School Isn’t for Everyone
By the time a student graduates from a traditional college or university, the cybersecurity landscape has changed so much. From their freshman year to when they’re looking to graduate, very little they have been taught remains relevant. That’s why specialized schools or accelerated programs exist. These courses can enable you to stay on top of things and be ready to roll without the exorbitant price tag.
For me, school wasn’t enticing. So, I just went out and gained experience and my education was very much accelerated in this field because I would do boot camps, which is like a fire hose worth of information, and then I would go apply it. A few of these types of programs that I would recommend include Evolve Academy and Fullstack Academy. They both offer a wide-ranging curriculum with full-time and part-time options, live online courses, and shorter boot camp-type sessions. When there’s not a global pandemic, Fullstack also has in-person courses in New York.
But these programs are just the first step. You won’t complete a course and then be able to say you’ve arrived or can now command a high salary. You still need the experience to go along with the updated know-how. That’s something I still invest in today. I’m always looking for continuing education opportunities because in this industry, especially—or even in business in general—your education should never stop.
I always say the competencies in cybersecurity aren’t a one-size-fits-all discipline. And that’s the challenge with internal IT folks and even most service providers because there’s no possible way to cover all those competencies and stick within a budget for payroll by having the people necessary on board to do what they need to do.
In addition, MSPs and IT individuals are either hesitant to participate in continuing education or simply don’t have the time to dedicate to keeping up-to-date on the latest trends because they have so many other business details they’re attempting to juggle.

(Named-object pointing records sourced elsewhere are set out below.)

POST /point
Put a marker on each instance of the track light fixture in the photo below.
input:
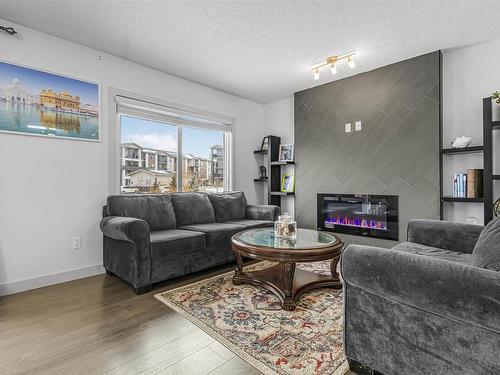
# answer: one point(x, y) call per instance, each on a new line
point(332, 62)
point(316, 74)
point(333, 68)
point(8, 30)
point(351, 62)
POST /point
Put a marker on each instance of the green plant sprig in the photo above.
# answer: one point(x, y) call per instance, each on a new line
point(496, 97)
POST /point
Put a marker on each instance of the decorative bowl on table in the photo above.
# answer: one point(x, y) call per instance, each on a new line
point(285, 227)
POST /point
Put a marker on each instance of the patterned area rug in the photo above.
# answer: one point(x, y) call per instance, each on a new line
point(249, 321)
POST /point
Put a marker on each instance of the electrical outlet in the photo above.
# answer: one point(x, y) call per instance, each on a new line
point(77, 243)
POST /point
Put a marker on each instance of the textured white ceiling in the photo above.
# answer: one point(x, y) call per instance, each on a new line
point(260, 50)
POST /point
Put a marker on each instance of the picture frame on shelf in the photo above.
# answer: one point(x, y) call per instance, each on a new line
point(286, 152)
point(287, 183)
point(265, 144)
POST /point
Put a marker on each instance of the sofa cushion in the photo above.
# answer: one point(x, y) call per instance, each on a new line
point(434, 252)
point(192, 208)
point(216, 233)
point(248, 223)
point(229, 206)
point(176, 243)
point(486, 253)
point(154, 209)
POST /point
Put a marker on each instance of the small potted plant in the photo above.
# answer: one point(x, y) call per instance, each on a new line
point(496, 96)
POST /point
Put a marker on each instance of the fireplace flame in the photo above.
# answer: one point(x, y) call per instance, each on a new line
point(356, 222)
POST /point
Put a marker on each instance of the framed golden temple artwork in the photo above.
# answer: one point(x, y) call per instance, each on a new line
point(33, 102)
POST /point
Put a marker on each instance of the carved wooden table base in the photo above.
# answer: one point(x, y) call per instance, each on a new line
point(286, 281)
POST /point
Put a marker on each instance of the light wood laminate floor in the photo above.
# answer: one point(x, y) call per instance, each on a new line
point(97, 325)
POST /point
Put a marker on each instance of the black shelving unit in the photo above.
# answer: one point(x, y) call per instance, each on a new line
point(487, 150)
point(488, 127)
point(465, 200)
point(273, 167)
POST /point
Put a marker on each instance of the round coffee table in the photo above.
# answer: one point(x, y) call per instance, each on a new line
point(286, 281)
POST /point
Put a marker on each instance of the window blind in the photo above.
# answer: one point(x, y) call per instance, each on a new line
point(172, 115)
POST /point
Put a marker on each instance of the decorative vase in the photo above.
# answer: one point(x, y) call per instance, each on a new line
point(285, 227)
point(496, 207)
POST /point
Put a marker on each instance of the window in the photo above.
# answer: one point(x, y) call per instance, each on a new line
point(201, 170)
point(145, 146)
point(164, 151)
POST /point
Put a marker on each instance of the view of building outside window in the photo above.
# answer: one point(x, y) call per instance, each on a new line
point(149, 158)
point(203, 160)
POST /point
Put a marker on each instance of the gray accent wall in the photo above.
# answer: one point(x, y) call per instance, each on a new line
point(396, 152)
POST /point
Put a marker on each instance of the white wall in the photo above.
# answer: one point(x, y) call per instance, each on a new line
point(469, 75)
point(279, 121)
point(53, 189)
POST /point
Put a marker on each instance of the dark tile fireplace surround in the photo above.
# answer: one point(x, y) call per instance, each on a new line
point(359, 214)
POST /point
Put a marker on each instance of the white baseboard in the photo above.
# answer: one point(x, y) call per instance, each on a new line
point(50, 279)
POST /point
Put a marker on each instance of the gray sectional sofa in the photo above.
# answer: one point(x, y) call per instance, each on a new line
point(430, 305)
point(150, 238)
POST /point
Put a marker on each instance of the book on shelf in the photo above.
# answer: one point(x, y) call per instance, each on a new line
point(474, 183)
point(468, 185)
point(460, 185)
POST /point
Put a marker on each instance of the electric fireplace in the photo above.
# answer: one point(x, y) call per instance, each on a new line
point(359, 214)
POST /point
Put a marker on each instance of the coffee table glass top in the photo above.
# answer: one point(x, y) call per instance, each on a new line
point(306, 239)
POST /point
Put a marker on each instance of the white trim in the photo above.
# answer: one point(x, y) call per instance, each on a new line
point(49, 279)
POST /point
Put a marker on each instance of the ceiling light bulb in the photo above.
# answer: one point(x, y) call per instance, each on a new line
point(351, 62)
point(333, 69)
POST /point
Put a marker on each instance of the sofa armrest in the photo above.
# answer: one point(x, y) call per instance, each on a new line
point(452, 290)
point(125, 228)
point(262, 212)
point(445, 235)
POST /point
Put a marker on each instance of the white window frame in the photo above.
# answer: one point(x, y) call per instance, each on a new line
point(134, 105)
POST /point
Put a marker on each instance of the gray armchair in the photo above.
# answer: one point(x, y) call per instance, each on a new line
point(430, 305)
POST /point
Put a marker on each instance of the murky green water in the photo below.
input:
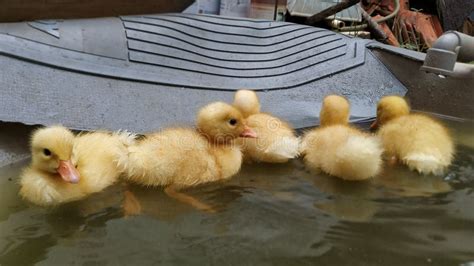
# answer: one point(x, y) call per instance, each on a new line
point(268, 214)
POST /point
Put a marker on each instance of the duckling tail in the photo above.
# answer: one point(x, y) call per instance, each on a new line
point(359, 158)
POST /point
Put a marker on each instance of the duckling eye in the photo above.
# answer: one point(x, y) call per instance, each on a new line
point(47, 152)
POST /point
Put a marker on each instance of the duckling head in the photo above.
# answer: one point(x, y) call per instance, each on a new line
point(388, 108)
point(221, 122)
point(51, 150)
point(335, 111)
point(247, 102)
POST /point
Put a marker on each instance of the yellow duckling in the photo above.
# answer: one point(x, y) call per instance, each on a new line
point(338, 149)
point(276, 142)
point(66, 168)
point(415, 139)
point(181, 157)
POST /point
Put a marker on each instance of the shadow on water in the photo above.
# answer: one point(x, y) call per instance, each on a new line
point(266, 215)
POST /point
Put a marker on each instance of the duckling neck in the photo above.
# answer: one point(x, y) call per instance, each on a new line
point(228, 156)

But the reality is, cybersecurity on both the attack and protection side of things is always changing. And with a growing remote workforce, it all becomes even more complicated.
The Human Element
Most schools aren’t teaching the human element of cybersecurity, which is a pivotal area of concern. As humans, we all make mistakes, but when it comes to security, one minor error can lead to a major data breach. And it happens way more than you probably realize. Studies show that 46% of the cybersecurity hacks and incidents were the result of employee carelessness or lack of training. And more often than not, when an employee accidentally makes a security error or has a failure in judgment, they do not report it. This could be due to a fear of repercussion or simply an embarrassment. Other times, they don’t even realize what they’ve done. Employee training is essential, and any corporate IT department or MSP needs to be able to effectively provide the most up-to-date information and be willing to consider learning styles. Without a human-centric approach, companies are setting themselves up to be the victim of the most sophisticated attacks.

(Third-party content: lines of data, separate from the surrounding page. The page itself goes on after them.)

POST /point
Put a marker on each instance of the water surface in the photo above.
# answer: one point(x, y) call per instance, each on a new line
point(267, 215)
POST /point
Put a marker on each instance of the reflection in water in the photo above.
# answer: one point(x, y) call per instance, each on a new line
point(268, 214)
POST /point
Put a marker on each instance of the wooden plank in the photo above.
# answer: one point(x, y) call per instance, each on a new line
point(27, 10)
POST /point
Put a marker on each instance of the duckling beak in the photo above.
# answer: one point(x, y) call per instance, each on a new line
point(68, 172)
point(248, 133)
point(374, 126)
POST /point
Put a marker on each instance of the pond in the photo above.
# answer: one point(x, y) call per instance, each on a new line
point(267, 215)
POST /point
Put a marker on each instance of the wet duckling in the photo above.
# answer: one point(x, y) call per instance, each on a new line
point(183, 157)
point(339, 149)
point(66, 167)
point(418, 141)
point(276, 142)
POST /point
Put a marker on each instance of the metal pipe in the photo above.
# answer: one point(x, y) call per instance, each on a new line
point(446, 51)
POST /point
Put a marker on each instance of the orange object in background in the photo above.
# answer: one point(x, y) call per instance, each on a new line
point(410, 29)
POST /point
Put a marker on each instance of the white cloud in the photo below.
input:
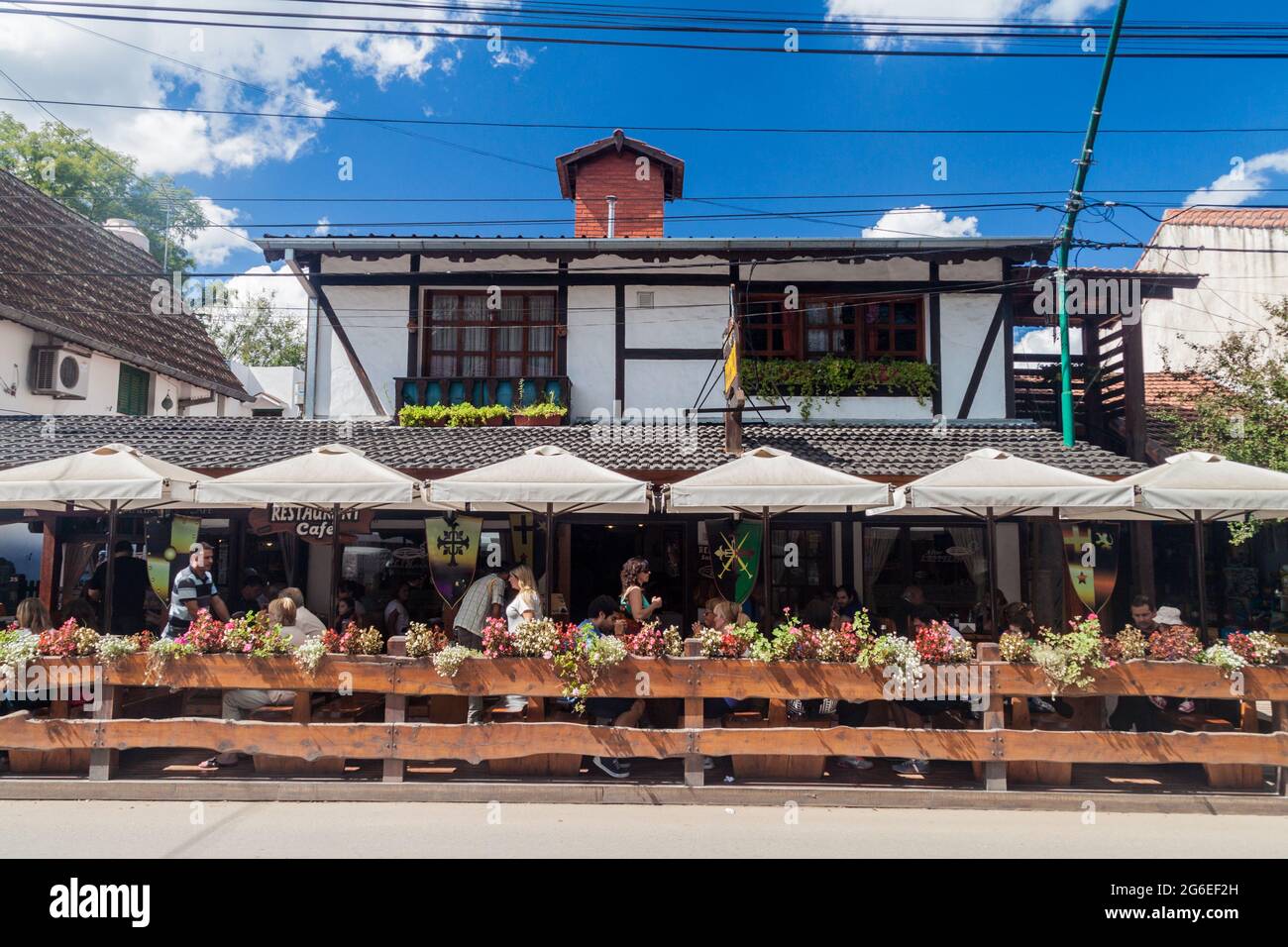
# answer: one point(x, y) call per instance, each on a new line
point(211, 247)
point(286, 291)
point(1243, 182)
point(922, 221)
point(64, 59)
point(952, 12)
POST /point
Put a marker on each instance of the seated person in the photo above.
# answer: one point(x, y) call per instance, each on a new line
point(616, 711)
point(237, 702)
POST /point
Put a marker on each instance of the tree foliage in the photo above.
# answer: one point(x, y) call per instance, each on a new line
point(101, 183)
point(1244, 416)
point(250, 330)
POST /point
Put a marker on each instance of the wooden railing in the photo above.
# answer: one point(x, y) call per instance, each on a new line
point(688, 678)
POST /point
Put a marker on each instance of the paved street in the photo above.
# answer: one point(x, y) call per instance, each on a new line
point(439, 830)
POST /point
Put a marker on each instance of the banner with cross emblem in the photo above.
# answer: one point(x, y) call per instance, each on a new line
point(1091, 552)
point(452, 549)
point(734, 557)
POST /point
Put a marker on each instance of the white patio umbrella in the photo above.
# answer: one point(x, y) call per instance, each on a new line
point(1197, 487)
point(111, 479)
point(992, 483)
point(546, 480)
point(335, 476)
point(765, 482)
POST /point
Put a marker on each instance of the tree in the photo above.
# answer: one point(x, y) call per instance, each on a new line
point(1244, 414)
point(101, 183)
point(253, 331)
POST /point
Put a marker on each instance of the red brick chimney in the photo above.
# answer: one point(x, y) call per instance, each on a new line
point(618, 187)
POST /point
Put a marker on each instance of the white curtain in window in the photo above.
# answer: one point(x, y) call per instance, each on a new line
point(877, 544)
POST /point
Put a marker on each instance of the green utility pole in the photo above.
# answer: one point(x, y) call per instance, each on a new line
point(1072, 206)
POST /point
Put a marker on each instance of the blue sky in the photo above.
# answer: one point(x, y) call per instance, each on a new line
point(233, 161)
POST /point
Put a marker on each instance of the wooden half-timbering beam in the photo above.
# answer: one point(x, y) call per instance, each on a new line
point(986, 352)
point(347, 344)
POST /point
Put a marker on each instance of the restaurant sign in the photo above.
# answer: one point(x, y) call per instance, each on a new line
point(1091, 553)
point(310, 523)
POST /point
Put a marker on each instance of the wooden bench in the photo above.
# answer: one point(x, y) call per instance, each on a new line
point(776, 767)
point(557, 764)
point(1222, 775)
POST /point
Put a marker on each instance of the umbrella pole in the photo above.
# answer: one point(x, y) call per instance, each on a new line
point(992, 566)
point(108, 586)
point(1201, 566)
point(550, 551)
point(768, 551)
point(335, 566)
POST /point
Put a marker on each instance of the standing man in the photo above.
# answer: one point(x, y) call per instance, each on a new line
point(129, 590)
point(482, 600)
point(194, 589)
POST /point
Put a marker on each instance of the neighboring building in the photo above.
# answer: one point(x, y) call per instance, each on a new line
point(1243, 263)
point(76, 325)
point(274, 390)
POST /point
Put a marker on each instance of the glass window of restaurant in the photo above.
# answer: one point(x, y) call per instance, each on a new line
point(948, 562)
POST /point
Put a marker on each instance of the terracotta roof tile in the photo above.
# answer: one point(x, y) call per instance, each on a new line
point(879, 449)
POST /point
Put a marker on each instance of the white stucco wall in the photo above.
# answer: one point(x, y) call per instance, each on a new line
point(1229, 298)
point(682, 317)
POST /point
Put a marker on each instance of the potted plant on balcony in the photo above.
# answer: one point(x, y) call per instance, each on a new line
point(548, 414)
point(424, 415)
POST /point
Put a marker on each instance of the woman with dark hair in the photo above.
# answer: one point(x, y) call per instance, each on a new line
point(634, 602)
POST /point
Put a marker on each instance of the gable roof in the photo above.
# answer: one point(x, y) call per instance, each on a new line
point(877, 450)
point(673, 167)
point(52, 265)
point(1260, 218)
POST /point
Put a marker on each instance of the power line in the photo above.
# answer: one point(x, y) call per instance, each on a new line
point(974, 53)
point(695, 129)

Cybersecurity is all about staying ahead of the bad guys. But you can’t do that if you’re sitting in a classroom listening to an instructor drone on all day. This field is one that requires rolling up your sleeves and wading into the nitty-gritty. Yes, a foundation and understanding of the fundamentals are necessary, but so much of the day-to-day is only something you can learn by keeping your ear to the ground and working in the trenches.

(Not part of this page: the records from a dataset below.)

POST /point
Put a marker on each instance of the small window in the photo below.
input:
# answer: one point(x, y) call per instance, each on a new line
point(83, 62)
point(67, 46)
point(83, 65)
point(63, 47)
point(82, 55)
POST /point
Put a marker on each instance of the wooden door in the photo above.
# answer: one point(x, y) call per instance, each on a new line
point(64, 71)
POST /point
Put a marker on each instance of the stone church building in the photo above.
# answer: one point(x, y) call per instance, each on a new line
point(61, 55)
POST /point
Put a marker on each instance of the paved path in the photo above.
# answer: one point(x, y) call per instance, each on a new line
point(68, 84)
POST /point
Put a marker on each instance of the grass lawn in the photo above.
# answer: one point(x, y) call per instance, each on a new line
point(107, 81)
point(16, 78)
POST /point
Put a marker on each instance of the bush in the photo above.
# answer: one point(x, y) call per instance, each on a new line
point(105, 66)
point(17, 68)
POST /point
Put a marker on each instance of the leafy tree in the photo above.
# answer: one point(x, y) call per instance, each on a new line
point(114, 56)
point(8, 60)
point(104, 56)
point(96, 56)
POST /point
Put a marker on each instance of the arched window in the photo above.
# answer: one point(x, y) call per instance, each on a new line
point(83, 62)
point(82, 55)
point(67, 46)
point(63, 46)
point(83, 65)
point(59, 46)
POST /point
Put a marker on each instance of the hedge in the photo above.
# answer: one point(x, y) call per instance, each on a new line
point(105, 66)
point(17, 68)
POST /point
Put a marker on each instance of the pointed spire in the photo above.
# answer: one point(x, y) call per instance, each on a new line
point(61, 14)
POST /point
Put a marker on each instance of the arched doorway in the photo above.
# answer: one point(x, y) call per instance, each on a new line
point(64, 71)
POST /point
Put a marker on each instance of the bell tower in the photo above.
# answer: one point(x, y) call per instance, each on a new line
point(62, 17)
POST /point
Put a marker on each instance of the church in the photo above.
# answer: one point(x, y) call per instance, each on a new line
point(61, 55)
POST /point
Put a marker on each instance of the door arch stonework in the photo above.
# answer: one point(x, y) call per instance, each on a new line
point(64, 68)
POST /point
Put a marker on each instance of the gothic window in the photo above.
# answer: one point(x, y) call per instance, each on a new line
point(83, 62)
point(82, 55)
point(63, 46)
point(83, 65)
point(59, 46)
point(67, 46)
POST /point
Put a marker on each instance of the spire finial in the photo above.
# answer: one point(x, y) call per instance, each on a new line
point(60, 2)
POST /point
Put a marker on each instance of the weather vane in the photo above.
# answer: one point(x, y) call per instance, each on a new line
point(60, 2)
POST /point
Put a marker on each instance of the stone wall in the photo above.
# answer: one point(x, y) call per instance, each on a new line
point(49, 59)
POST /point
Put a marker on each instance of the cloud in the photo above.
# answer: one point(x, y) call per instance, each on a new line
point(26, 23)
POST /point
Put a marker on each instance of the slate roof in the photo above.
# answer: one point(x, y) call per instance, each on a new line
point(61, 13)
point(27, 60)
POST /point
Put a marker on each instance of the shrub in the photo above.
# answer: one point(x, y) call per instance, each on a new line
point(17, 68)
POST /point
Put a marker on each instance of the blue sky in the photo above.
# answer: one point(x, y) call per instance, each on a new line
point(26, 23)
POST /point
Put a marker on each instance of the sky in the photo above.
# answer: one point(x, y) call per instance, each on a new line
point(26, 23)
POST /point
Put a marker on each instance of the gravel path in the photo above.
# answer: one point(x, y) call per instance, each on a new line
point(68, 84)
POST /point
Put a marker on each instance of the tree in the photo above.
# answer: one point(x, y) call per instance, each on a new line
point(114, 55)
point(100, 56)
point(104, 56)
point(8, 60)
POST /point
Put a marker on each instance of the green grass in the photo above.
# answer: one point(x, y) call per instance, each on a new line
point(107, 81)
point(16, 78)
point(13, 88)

Cybersecurity is an untamed frontier. To align with this, accelerated programs and boot camps are a flexible option with a short-term commitment. Hiring managers also look highly on them because the focus of these nontraditional programs is hands-on experience and skill development. Unlike a traditional college information technology or computer science program, boot camps offer career services to help you land a job after you graduate, which is invaluable. These career services go a long way toward helping you leverage and showcase the skills you worked so hard to gain.
Ultimately, if you’re passionate about learning cybersecurity and are committed to providing quality service, these are the types of educational pathways you should investigate.